Developing an Enterprise Learning Strategy That Produces Results

Learning investments require a long-term focus and ability to balance the tradeoffs between profits today and greater returns in the future.

A recent Forbes article titled “Are You Wasting Money on Management Training?” questioned the practice of organizations spending money on learning programs without measurable business impact. But with the right training approach, organizations can get a significant return on their learning investments that are in line with other investments.

So how do leaders of learning functions ensure that what they do will produce results? There’s a systematic approach for CLOs fighting to justify training’s value within their organizations.

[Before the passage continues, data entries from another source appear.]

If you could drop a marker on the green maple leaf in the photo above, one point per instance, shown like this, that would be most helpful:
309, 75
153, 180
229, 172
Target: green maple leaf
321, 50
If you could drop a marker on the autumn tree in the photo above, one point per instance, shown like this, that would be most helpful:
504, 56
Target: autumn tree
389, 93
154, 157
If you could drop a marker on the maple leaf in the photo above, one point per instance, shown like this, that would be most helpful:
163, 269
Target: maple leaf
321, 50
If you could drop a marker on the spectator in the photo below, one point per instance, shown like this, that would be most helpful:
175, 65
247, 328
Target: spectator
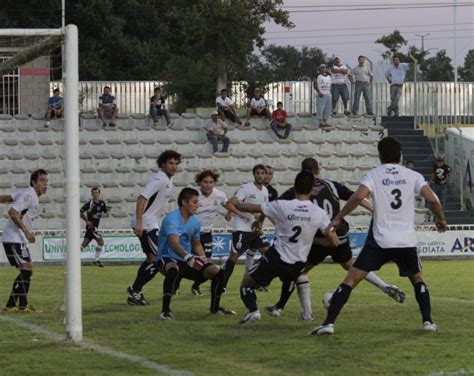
362, 76
55, 107
439, 180
107, 107
279, 122
396, 77
157, 108
226, 107
338, 85
322, 85
216, 131
257, 106
410, 164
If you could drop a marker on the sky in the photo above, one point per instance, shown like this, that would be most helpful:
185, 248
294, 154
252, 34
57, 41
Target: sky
349, 28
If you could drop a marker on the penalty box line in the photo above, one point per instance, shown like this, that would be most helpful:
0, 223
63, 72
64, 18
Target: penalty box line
97, 348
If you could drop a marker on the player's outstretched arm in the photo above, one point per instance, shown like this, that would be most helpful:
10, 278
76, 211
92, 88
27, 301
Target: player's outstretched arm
5, 199
435, 206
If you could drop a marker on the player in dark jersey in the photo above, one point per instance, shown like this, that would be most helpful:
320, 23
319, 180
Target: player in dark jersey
91, 213
327, 195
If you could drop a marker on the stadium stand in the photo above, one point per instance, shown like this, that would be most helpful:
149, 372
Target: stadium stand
120, 159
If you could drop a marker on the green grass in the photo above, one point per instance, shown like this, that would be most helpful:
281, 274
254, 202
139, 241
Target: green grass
374, 334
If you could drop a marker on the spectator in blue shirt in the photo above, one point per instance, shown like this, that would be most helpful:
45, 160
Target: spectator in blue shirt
55, 107
107, 107
181, 255
396, 77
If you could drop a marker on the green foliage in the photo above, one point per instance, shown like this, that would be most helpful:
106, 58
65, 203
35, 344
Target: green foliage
374, 334
466, 72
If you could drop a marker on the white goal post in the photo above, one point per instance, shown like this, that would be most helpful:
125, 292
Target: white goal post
43, 40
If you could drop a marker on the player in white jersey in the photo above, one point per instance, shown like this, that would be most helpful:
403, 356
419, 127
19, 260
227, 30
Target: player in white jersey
391, 234
243, 237
17, 233
210, 200
150, 205
296, 224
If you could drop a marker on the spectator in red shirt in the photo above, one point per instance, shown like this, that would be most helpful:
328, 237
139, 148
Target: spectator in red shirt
279, 122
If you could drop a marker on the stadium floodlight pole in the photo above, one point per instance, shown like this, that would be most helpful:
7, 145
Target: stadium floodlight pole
71, 145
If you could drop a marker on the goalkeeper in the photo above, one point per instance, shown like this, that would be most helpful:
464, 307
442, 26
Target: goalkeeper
180, 254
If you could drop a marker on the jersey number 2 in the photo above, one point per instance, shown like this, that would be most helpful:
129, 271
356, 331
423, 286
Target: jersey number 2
297, 232
397, 194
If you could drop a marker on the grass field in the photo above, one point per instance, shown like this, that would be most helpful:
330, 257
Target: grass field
374, 334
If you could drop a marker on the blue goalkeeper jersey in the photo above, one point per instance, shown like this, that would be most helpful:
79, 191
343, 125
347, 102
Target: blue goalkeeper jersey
173, 224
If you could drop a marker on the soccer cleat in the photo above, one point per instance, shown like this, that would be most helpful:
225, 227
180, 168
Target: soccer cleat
274, 311
322, 330
10, 309
196, 291
221, 311
251, 316
395, 293
430, 327
304, 317
29, 309
166, 316
135, 298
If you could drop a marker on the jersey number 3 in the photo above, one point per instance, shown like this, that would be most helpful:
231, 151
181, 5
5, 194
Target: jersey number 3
397, 194
297, 232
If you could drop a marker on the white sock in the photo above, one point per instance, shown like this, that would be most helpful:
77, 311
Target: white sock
304, 294
375, 280
249, 259
98, 251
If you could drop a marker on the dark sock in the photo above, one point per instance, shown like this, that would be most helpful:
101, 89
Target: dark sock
247, 294
16, 291
169, 287
228, 269
423, 298
340, 297
24, 286
217, 285
287, 288
145, 274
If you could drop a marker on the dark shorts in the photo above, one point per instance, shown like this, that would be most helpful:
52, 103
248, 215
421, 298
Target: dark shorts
372, 258
270, 266
149, 241
17, 253
243, 241
339, 91
340, 254
254, 112
206, 242
185, 270
92, 233
228, 114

Creating the Right Enterprise Learning Strategy

Learning investments require long-term focus. A winning strategic learning plan must include the identification, design, prediction of value, development, deployment and evaluation of effective curricula. When building an enterprise learning plan, use the following methodology:

1. Review your company’s competency assessment data for the target audience(s) and identify trends. If you don’t have competencies or assessment data, create them.
2. Interview a cross-section of key executive and subject matter experts to outline the ideal requirements for “master performers” in your target audience(s).
3. Identify gaps between the current skill levels and needed performance levels.
4. Review your company’s strategic plan and HR strategy. Determine your target population’s future role and how they’ll get there.
5. Develop the enterprise learning plan outlining the training required to get the target population to current ideal state, and prepare them for their future role. The strategy provides a three- to five-year roadmap for the identification, design, development, deployment and evaluation of the curriculum.

This frames the curriculum in the broadest strategic context, then guides curriculum designers in drilling down to the most discrete curricular component.

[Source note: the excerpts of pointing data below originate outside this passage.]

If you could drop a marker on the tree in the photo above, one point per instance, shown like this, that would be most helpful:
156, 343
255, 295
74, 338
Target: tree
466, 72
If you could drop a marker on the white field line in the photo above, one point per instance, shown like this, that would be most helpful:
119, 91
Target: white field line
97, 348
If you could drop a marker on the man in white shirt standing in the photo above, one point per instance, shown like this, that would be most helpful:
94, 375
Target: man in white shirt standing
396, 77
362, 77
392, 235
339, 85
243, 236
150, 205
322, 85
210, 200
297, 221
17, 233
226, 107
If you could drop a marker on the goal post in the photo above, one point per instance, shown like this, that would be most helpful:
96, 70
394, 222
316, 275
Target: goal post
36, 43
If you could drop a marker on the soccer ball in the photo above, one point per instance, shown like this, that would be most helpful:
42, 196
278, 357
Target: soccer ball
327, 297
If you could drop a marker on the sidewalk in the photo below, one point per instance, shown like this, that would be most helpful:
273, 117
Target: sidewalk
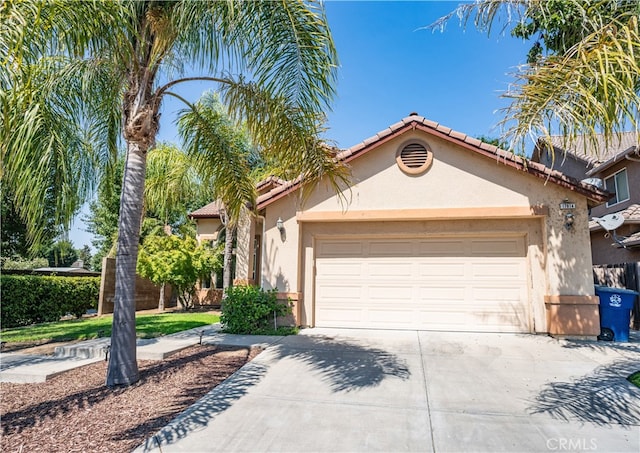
28, 368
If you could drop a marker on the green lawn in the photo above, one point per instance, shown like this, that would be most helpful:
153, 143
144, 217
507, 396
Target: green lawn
147, 326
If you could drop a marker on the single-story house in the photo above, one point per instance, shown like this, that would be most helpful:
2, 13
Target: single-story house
437, 231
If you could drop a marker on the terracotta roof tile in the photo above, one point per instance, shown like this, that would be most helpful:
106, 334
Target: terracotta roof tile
394, 127
443, 129
584, 151
212, 210
457, 135
472, 141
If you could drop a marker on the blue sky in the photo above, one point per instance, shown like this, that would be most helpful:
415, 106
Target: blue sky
390, 67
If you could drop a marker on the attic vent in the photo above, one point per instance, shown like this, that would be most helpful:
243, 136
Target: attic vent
414, 157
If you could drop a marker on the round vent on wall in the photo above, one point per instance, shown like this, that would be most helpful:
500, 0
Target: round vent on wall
414, 157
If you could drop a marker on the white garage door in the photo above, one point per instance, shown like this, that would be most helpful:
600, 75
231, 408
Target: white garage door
459, 283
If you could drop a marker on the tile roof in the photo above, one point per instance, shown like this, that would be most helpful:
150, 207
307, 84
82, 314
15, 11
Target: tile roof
604, 155
415, 121
630, 241
210, 211
630, 214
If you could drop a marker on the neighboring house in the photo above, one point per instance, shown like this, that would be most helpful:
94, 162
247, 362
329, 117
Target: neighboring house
437, 230
618, 166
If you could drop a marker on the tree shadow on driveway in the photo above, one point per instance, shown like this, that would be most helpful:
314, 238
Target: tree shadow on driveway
344, 364
200, 414
602, 397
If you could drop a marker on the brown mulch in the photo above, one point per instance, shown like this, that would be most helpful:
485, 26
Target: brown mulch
75, 412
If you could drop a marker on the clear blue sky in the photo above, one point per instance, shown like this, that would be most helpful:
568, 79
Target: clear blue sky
390, 67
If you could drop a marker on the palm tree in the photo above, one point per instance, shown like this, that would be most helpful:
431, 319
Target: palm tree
221, 151
79, 74
583, 76
172, 184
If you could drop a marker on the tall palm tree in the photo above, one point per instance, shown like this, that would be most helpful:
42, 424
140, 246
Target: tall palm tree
221, 151
172, 184
78, 74
583, 76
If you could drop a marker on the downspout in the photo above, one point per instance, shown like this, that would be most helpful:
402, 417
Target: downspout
637, 153
262, 242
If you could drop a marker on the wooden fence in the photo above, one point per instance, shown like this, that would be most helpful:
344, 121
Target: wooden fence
625, 275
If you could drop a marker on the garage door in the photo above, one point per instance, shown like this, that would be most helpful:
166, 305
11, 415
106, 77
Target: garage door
459, 283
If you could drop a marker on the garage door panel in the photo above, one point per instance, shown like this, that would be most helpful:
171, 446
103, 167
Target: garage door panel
497, 247
334, 290
340, 248
502, 270
441, 248
390, 294
441, 269
472, 284
389, 268
390, 248
340, 269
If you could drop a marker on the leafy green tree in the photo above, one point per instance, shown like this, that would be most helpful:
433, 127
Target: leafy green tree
173, 186
19, 263
583, 77
223, 154
178, 262
62, 254
75, 75
102, 219
15, 237
85, 255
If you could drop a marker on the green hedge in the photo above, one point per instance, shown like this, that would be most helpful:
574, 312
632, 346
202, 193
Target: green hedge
28, 299
250, 310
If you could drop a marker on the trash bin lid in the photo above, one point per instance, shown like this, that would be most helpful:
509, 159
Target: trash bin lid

To determine the proper analysis of current and future state, ask: What are the tenets that our learning strategy needs to focus on? These are the principles we believe are true for this population. For a given company, the middle management tenets could be:

• Individual leaders’ effectiveness (about me as a leader).
• Leading effective teams (about the team).
• Leading effective organizations (about the business).

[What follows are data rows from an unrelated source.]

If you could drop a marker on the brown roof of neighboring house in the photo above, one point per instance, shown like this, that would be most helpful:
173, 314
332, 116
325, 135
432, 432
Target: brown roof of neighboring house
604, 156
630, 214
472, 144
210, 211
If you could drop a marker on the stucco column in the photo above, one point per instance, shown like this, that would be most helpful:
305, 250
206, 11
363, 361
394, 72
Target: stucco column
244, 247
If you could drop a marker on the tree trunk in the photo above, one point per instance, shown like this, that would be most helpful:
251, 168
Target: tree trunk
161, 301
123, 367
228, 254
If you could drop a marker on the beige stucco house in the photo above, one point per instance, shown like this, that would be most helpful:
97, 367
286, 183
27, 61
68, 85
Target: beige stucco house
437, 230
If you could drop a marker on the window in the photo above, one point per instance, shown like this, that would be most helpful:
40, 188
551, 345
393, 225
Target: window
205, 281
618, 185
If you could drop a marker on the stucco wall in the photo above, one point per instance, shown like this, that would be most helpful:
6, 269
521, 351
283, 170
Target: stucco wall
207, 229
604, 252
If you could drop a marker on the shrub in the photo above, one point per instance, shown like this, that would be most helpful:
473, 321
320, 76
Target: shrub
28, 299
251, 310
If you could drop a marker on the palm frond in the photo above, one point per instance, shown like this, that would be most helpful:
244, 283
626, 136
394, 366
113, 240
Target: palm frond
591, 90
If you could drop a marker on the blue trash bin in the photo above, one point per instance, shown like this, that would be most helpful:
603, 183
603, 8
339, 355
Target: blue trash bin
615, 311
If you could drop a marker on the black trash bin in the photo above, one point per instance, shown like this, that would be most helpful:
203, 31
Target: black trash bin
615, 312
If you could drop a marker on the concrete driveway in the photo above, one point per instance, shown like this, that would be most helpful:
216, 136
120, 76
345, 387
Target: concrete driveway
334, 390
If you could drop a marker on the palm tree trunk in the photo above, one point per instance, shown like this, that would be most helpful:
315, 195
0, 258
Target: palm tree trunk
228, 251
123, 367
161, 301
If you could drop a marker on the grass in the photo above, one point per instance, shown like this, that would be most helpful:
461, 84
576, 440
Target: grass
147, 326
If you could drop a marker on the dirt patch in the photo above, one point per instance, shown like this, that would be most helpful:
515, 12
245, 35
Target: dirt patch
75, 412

Next, the leadership competencies are aligned with the appropriate tenet(s) — in some cases a competency supported multiple tenets. In those cases, primary and secondary tenets are identified.

Perform an environmental scan, examining the context in which learning will be implemented.

To do this, consider:

• Budget.
• Maturity of current learning efforts.
• Time available (away from the job) to learn.
• Infrastructure (IT) capabilities — when e-learning is being considered.
• Senior management support.

Using data from the current and future state analysis, tenets, competencies and the environmental scan, determine the best delivery strategy. In one example, middle managers might meet twice a year at a leadership conference, are “task saturated” (too much to do), are eager for leadership training, show capability to learn via alternate delivery, and the firm’s LMS might be a few months away from going live. Finally, their president might be a strong supporter of the effort and championed the initiative.

This might lead to the following strategic decisions:

1. The company would annually support one two-day, classroom-based workshop plus one leadership conference. A second workshop could be added, budget permitting.
2. Workshops would be heavy application (practice) oriented preceded by an e-learning course providing basic content.
3. Workshops would be large-scale events — 100 people per workshop using a “table coach” design, where five to six students are paired with coaches to guide the learning. Coaches are a mix of external facilitators and selected internal employees.
4. Based upon the needs and gap analysis, the firm decided the workshop and e-learning course would be custom-designed (vs. off-the-shelf training). After examining its internal capability, the firm chose to outsource the design, development and delivery.
5. Based upon senior executive and HR interviews, the first year’s tenet and corresponding course were identified. They selected a steering committee of senior leaders to decide what the subsequent year’s tenet and course would be. This process is repeated annually for the life of the learning strategy.
6. Courses from previous years would be used to prepare high-potential talent to move in.
The strategy is to build out the curriculum over a five-year period.

Governing the Enterprise Learning Strategy

Strategies and their implementation need care and feeding. An enterprise learning strategy is no different. To govern the strategy and keep it evergreen, implement the following activities:

• A senior executive champions the strategy and leadership development initiative.
• Human resources “owns” the strategy development and its annual implementation.
• The steering committee meets annually to determine the focus for the upcoming year (tenet and course(s)).
• For each new course, a vice president-level executive owns that program and charters a committee to oversee the design, development, delivery and transfer to the job. The assignment rotates among senior staff.

Learning is an economic elixir. It makes people and organizations more adaptable, responsive and nimble. It serves as the bedrock for innovation, as it’s impossible to innovate without learning something new. It’s the foundation for extraordinary customer service, employee attraction, retention and development, and is the fuel for profitable growth. It can shape culture. And when it’s done right, it’s one of those rarest opportunities — where employers’ and employees’ needs are in perfect harmony. In the vast majority of cases, it offers significant benefits for both.

Learning investments require a long-term focus and an ability to balance the tradeoffs between profits today for greater returns in the future. In short, having the right learning strategy will increase an organization’s ability to create value.